By Anna Marie Trotman, Director of Integrative Services/Integrative Nutrition Coach at The Birth Center

The other day I had lunch with a friend who I’ve known since elementary school. Catching up was fun, however, the discussion soon turned to our food choices. We talked about food and health and some of the barriers to staying with a healthy diet. The subject of sugar came up along with the love/hate relationship we both have with sweets. We agreed that stress was a factor in triggering the desire to delve into a sugary delight.  

The Holidays and Your Triggers

Not everyone experiences a Hallmark Holiday spending time with friends, family, co-workers and everyone else in between can be triggers to overeating and drinking.  Idyllic scenes of families sitting at the table giving thanks, talking, laughing, cleaning up together, playing football in the backyard may be how you want to spend your holidays. Then there are cranky Uncle Harry and opinionated Aunt Mary fighting about nothing at all, and you begin to lose it as the day slowly goes south. In addition the kids are fussy and you’re getting more and more stressed, and by the time it’s all over, you want to sit down and either have a stiff drink and/or binge on the pecan pie. “Just eat the whole thing,” the voice in your head says, and you do!

Even if things don’t go so south, you may have concerns about over indulging. Let’s begin by looking at some triggers. See if you relate to any of these or add your own.  

  • Stress, fatigue, self-imposed expectations, and perfectionism.
  • Stressful family dynamics.
  • The sheer presence, abundance, and variety of food.
  • Special holiday foods and the thought that they are here for a short time.
  • Nostalgia, memories, and associations (both positive and negative).

What makes these triggers even more challenging is that they interact with one another, magnifying their effect.

There is Hope

In Chapter 4 of Eat What You Love, Love What You Eat for Binge Eating: A Mindful Eating Program for Healing Your Relationship with Food and Your Body by Michelle May, M.D. and Kari Anderson, DBH, LPC, the authors give us some strategies for coping with our triggers.  Let’s look at a couple to help get you through the next few weeks and beyond. Enroll a friend so you can support one another and commit to following through with some of the recommendations below. 

Reduce Your Triggers

One of the ways to handle certain triggers is to reduce your exposure to that person, place, or event that sets you off.  For example, don’t invite Uncle Harry and Aunt Mary to dinner, (others might appreciate that) tell them you are having a small gathering and if they would like to join you for dessert later, you would love to have them. If the office kitchen is filled with sweets, try to only go in at lunch. However, it may be impossible to eliminate every conceivable trigger, especially during the holidays. 
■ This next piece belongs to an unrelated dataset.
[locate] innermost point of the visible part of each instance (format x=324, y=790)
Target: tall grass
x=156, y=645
Rethink: There’s a saying, “Change your thinking, change your life.” It is possible to reprogram your mind so you don’t have to live in fear of encountering a trigger. Find an anchor when your thoughts are wavering. Whether you are religious, have a spiritual connection with a higher power, or have someone who grounds you, hold onto it. The purpose of an anchor is to ground you when your mind and/or external factors weigh you down. It’s about having faith and trust in that one thing or power when everything seems to go dark.

Stressful Family Dynamics

All the “togetherness” we experience during the holidays can be a bit much at times. The stress of family arguing and the anxiety of not being “good enough,” adds to stressful family situations. If you feel like you are being judged by others and not measuring up, old memories and inner conflict can be stirred up.
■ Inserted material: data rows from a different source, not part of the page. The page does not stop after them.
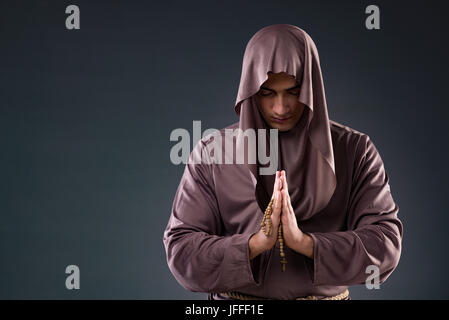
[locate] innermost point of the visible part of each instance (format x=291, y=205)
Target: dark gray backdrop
x=86, y=115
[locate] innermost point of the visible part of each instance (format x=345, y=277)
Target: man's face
x=278, y=101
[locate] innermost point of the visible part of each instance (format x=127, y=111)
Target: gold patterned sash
x=241, y=296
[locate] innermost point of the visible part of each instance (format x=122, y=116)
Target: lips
x=281, y=120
Rethink: Tell yourself that you don’t need to be with everyone all the time. Carve out a little time for solitude to relax with some hot tea and a good book. Create new memories and traditions; it’s your responsibility to have the kind of experience that creates peace and harmony for you and your family. 


In this strategy, turn a trigger for overeating into a trigger for self-care. By practicing good self-care you create a buffer between you and the inevitable stress. Carve out enough time to rest and sleep, include physical activity. Be selective about the number of things you do during the holidays and say “NO” more often. 
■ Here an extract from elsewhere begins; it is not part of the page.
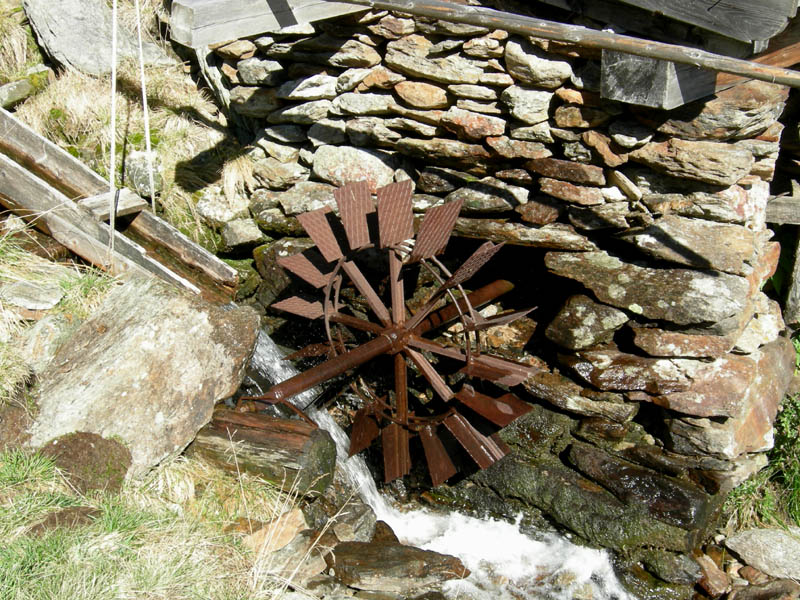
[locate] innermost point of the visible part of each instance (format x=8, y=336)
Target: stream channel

Rethink: When food is everywhere, there’s no urgency to eat every time you see it. Text your accountability partner or do something to distract yourself. Turn to your anchor or connect with people you care about and do activities that are meaningful.

Stay Mentally Healthy

It is not necessary, or possible, to create the picture-perfect holiday and you’ll wear yourself out trying. Focus on a few holiday traditions and invite your family and friends to focus on traditions that are important to them.  

If being around your parents during the holidays stirs up a lot of old hurt or if you fall apart with trying to implement some of the coping skills above, it might be time to schedule an appointment with a counselor to work through some of these issues.

Have a wonderful holiday season and relax, it will all turn out fine if you’re mindful of what your triggers are and have some strategies to get through the next few weeks.